CONTRIBUTOR
Senior Director, Global Transformation Office,
Red Hat

According to an August 2023 IDC report, 90% of data generated by organizations in 2022 is unstructured, and only 10% is structured. The report also revealed that only 58% of unstructured data is reused more than once. Organizations spend billions of dollars refining information into knowledge using less than 10% of their organizational brain. The other 90% is the actual “Voice of the Organization.” 

Do you remember Brent from Gene Kim’s The Phoenix Project? In the fictional company, Parts Unlimited, he was the person everyone went to when they needed answers. Brent’s information came from where? He kept it in spreadsheets, notebooks and online text files. It was mostly in his head. Brent and Parts Unlimited may be fiction, but the narrative reflects reality. Organizations speak through tacit and often tribal information routes.

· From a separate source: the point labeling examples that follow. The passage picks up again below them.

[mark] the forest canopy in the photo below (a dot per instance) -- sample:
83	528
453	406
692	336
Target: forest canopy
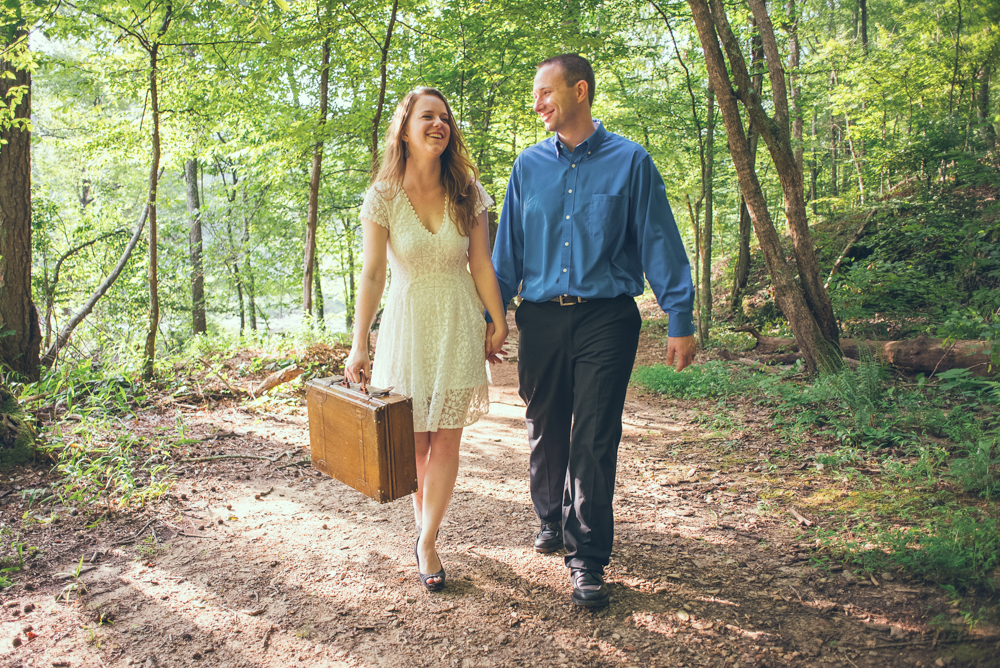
206	160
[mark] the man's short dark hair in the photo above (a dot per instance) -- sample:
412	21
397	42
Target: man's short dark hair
575	68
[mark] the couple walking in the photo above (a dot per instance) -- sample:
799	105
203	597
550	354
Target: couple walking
585	219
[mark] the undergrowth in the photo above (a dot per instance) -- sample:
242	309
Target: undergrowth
933	442
88	409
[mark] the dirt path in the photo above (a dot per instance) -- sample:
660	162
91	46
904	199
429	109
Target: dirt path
256	565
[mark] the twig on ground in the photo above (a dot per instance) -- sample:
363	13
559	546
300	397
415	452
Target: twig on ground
301	462
274	459
799	518
234	390
214	457
137	535
224	434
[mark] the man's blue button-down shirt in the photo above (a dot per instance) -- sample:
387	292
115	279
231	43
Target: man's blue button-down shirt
590	224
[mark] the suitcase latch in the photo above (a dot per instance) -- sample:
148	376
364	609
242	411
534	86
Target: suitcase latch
371	391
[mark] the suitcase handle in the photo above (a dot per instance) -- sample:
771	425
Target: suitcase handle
363	384
363	388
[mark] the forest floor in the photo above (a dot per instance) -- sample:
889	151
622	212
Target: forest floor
249	562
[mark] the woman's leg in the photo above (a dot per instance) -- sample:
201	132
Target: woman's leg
422	443
438	482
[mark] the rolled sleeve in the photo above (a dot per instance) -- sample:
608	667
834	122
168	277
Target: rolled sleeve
664	259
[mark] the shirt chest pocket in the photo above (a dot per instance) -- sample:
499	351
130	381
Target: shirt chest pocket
607	216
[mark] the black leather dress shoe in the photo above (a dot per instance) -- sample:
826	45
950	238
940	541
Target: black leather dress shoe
589	589
549	539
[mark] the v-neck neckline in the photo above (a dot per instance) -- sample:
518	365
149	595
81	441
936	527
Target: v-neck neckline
413	210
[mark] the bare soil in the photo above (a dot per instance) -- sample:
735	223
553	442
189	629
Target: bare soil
260	563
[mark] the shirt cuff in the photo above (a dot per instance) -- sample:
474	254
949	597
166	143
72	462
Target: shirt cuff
680	324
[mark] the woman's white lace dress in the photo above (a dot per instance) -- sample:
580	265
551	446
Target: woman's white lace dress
432	335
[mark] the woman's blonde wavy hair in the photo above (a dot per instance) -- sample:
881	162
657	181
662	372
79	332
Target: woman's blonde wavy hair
458	173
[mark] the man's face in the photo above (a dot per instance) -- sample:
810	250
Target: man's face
556	102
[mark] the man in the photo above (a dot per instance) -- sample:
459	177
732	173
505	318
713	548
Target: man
585	217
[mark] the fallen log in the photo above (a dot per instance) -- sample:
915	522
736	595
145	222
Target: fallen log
921	354
278	377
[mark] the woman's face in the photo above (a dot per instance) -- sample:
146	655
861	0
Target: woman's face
427	132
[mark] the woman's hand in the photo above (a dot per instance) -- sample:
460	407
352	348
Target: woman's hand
358	367
496	334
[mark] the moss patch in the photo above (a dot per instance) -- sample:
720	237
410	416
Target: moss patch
17	436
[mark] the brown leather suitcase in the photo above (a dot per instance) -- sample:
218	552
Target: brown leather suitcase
363	440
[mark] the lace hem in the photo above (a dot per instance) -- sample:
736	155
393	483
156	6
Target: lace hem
452	409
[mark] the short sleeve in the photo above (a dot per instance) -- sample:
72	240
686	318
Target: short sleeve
374	207
483	201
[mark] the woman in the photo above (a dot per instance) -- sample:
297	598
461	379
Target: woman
427	208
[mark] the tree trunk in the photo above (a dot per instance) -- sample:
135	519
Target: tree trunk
819	349
384	49
312	216
813	167
863	6
777	138
983	108
793	80
154	296
238	280
20	334
318	291
958	53
198	323
149	355
742	273
705	319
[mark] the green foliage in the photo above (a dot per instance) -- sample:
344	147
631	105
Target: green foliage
703	381
932	264
861	391
17	435
955	546
97	462
979	471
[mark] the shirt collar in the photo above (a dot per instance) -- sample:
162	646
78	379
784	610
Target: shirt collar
592	142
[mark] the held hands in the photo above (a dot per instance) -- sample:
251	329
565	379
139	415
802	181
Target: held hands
358	367
684	347
496	334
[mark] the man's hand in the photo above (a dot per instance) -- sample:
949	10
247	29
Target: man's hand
684	347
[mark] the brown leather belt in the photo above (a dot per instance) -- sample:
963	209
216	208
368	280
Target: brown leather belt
566	300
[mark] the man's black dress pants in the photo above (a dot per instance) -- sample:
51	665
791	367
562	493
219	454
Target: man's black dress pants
574	364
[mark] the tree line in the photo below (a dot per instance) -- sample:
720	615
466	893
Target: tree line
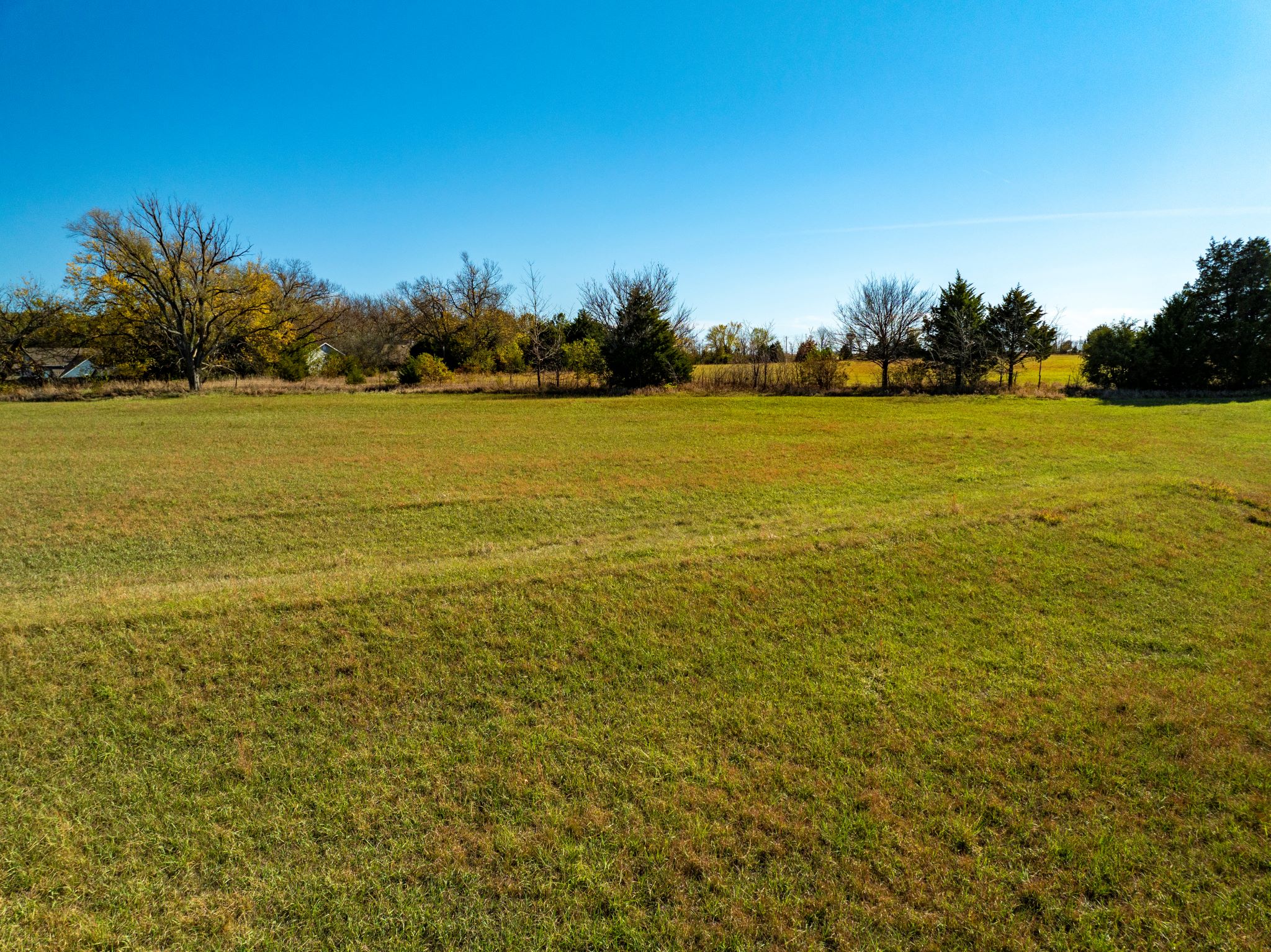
1215	333
162	290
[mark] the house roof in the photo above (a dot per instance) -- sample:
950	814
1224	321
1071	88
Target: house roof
54	357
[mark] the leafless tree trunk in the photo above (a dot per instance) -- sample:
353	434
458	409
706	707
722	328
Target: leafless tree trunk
884	314
542	332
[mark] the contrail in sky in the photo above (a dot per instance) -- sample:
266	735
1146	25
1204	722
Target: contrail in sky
1051	217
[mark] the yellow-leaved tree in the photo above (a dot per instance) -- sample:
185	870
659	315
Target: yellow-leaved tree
167	292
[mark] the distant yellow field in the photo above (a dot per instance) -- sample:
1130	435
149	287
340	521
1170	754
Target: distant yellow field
1061	369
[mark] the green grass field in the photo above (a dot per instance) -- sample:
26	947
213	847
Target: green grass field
411	671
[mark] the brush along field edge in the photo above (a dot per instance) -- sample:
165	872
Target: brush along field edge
642	673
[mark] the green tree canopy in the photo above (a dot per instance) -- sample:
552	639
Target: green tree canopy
1011	330
956	333
641	350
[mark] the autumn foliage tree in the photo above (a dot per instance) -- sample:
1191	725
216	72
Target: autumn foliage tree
166	287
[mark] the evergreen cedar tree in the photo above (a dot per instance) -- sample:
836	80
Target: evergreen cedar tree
958	331
641	349
1012	328
1214	333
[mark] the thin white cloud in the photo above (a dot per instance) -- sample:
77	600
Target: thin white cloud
1049	217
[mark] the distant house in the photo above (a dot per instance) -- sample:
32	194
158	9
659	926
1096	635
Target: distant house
56	364
322	354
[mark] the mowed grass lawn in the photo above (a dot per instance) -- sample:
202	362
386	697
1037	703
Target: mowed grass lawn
408	671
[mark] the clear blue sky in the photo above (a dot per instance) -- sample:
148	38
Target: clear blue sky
771	154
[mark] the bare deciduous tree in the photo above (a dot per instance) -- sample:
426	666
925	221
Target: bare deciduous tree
176	271
884	314
543	335
460	314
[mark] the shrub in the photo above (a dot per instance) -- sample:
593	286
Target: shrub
1115	356
585	360
293	366
478	362
912	375
817	367
424	369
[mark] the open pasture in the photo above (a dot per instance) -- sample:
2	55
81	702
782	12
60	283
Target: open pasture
434	670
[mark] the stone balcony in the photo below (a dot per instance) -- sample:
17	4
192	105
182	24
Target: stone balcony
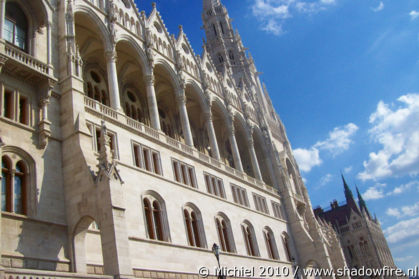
105	112
23	65
17	273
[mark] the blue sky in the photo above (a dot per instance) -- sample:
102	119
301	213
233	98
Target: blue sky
344	77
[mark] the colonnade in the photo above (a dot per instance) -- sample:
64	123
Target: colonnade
181	101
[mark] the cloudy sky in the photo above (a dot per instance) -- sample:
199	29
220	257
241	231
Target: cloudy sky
344	77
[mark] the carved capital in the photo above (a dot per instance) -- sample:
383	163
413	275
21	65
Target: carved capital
181	97
250	141
208	116
111	56
149	79
3	60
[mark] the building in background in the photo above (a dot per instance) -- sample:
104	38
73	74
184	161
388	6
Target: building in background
360	233
126	154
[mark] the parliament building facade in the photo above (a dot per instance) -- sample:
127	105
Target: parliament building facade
124	154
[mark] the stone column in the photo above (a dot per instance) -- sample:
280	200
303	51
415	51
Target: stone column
234	148
253	157
113	80
211	135
49	42
2	17
186	128
44	125
152	102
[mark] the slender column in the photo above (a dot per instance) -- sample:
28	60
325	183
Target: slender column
152	102
113	80
253	158
49	48
234	148
2	17
212	137
186	128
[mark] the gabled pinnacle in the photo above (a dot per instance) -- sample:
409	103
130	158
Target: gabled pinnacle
362	204
208	4
106	157
348	192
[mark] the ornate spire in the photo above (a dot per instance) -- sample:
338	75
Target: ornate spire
361	202
348	192
349	196
208	4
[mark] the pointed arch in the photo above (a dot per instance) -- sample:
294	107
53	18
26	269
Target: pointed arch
262	156
293	177
194	225
141	56
220	118
242	138
249	237
99	24
21	190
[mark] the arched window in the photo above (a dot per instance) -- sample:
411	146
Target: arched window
363	245
293	178
6	182
220	58
250	239
133	108
14	187
214	29
222	27
231	55
285	241
270	243
15	26
194	227
224	234
155	218
96	88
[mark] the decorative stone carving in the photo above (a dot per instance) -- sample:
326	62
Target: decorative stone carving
44	125
149	41
112	18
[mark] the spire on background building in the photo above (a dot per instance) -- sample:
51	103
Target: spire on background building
361	202
349	196
348	192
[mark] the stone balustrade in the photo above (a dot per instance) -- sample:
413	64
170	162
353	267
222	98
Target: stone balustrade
103	111
26	59
14	273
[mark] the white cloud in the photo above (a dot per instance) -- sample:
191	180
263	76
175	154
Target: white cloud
403	188
404	259
393	212
373	193
414	14
347	169
307	159
404	211
402	230
325	179
339	140
380	7
272	13
397	131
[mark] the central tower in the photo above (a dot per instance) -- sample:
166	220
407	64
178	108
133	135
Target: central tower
225	45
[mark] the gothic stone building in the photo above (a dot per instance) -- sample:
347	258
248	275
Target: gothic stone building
126	154
360	234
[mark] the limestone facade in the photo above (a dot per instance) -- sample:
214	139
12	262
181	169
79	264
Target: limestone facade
125	154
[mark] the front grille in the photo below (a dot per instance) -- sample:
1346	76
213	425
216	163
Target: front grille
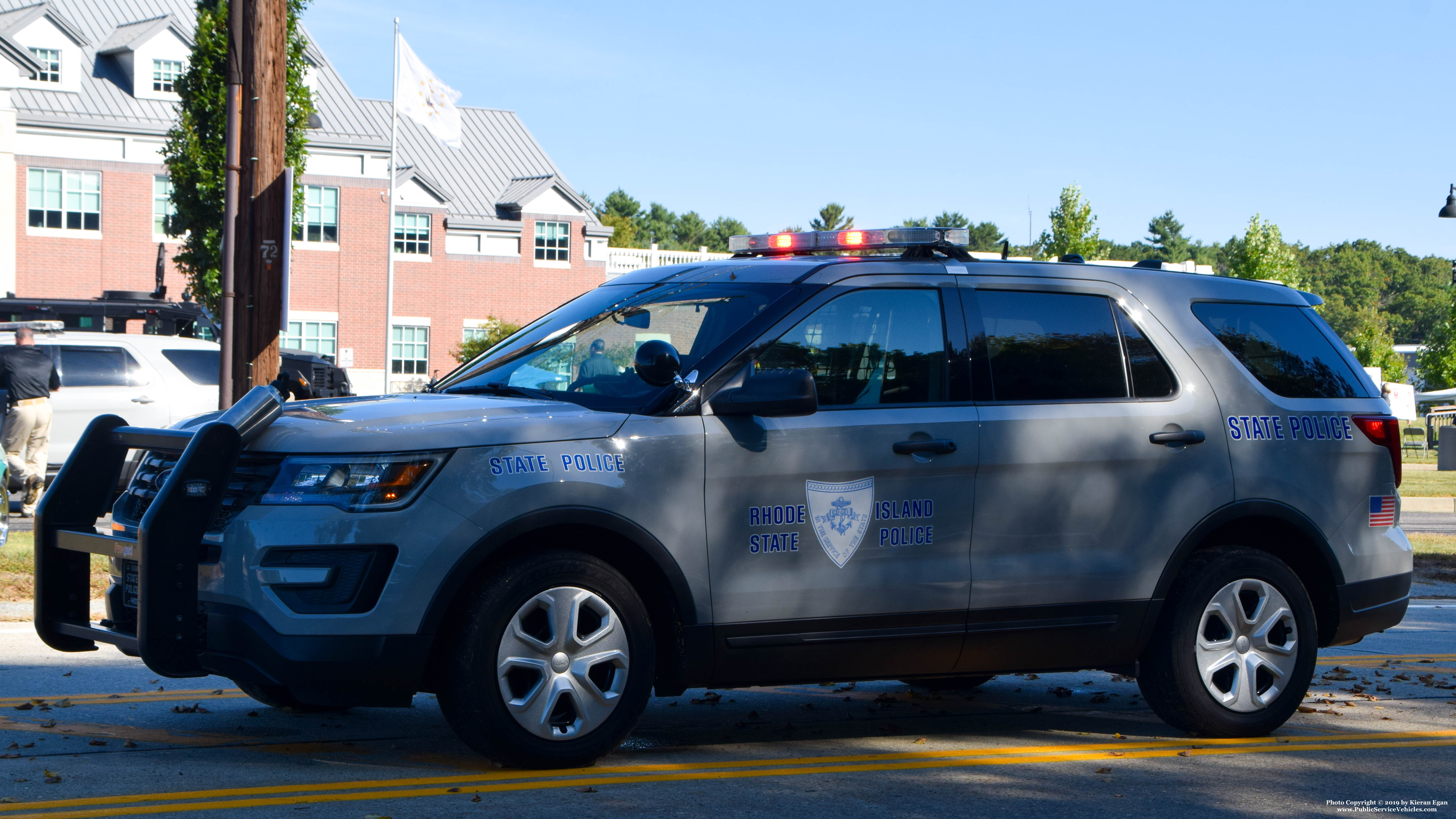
252	476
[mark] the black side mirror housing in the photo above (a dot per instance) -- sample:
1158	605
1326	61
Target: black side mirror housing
769	394
657	362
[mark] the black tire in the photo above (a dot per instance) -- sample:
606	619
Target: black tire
1170	677
950	683
282	699
472	696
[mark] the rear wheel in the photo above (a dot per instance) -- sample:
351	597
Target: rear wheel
554	664
1235	648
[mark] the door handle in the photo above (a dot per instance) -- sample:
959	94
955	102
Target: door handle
1174	439
940	447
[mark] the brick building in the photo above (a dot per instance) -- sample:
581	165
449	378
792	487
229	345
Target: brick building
87	98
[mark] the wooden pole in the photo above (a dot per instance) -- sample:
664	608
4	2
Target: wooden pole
263	226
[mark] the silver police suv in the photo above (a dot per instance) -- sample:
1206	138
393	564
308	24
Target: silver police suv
835	457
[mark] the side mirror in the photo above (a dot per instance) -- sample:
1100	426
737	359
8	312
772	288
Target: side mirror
657	363
769	394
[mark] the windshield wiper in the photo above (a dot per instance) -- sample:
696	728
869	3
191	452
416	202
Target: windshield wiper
498	388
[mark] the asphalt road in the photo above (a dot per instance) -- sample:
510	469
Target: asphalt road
129	742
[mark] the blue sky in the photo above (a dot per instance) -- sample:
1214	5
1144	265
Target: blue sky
1330	119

It is, however, just information rather than organizational knowledge. Turning this vast wasteland of information into knowledge was nearly impossible in the past. Large organizations have written millions of lines of scripts and robotic automation to mine a fraction of this information, which is further complicated by the technical debt all of this scaffolding requires. 

A well-known secret in the AI community became a commodity for the rest of us around 2022: Vector Databases. We commonly refer to this as Retrieval Augmentation (RAG) today. One of the most popular implementations of a RAG is a vector database. Vector databases are specialized databases modeled after large foundational models, for example, GPT-4 used by ChatGPT. Internally, the vectors are based on what’s called a neural network. A vector database offers significant advantages for organizations using advanced natural language processing capabilities.

A vector database uses math and algorithms to understand the meaning of words and documents, not just treating texts as simple strings of characters. For over 75 years, neural networks have been a part of AI. It’s just recently, within the past few years, that some breakthroughs have made solutions like ChatGPT available to the non-AI community. 

In a vector database, you load your information, a specific corpus of data, into this vectorized format, and it becomes “knowledge.” It’s like a ChatGPT but with your data instead. You do not have to train the data to create a model; the vector database is already in trained format when you load it. You can ask questions in a ChatGPT format against your data, and you don’t have to share the data outside of your organization. More importantly, the conversations are likely to be less hallucinatory.  

With these vector database features, organizations can build high-performance search and question-answer systems for security, compliance and customer service. Examples include:

  • Extraction of accurate information from PDFs and images at scale
  • Providing evidence retrieval capabilities for question-answering systems 
  • Responding automatically to customer requests and questionnaires

A vector database can handle millions of documents while maintaining millisecond-level query response times. Database workloads can be isolated from vector workloads and scaled independently. MongoDB’s Atlas Vector Search is an example of a vector database that can isolate different data types.

Today, there are numerous vector database solutions available. I have worked on compliance, risk analysis and auditing use cases that require accuracy and audit trails; vector search provides traceable relevance ranking of this kind of information. 

Vector datasets can enable more intelligent text comprehension and unlock a range of benefits, including:

Greater Accuracy and Understanding: 

A vector database allows questions to be addressed more precisely and contextually. Complex inquiries are interpreted based on underlying intent, not just keywords. As a result, systems can provide answers that are reliable and insightful.

Automatic Analysis of Large Volumes of Data:

For instant analysis, vector databases can index millions of documents, including scanned images and PDFs. Organizations can extract critical information from contracts, support documents, forms, and other unstructured data using this method.

Continuous Refinement and Improvement Over Time:

As more texts are consumed, vector databases’ algorithms become more intelligent. Models can be continually retrained to adapt to emerging risk, security, and compliance terminology.

In essence, vector databases bring cutting-edge natural language capabilities while removing the typical cost, speed, and scalability barriers of automating unstructured data. This empowers practically any organization to benefit from AI-powered text analytics and drives tangible improvements in efficiency and decision-making quality. It is, essentially, turning unstructured information into knowledge. 

In summary, vector databases open new search and relevance opportunities that significantly benefit organizations across many verticals. The scalability, speed and auditability provided make a wide range of search and automation use cases possible.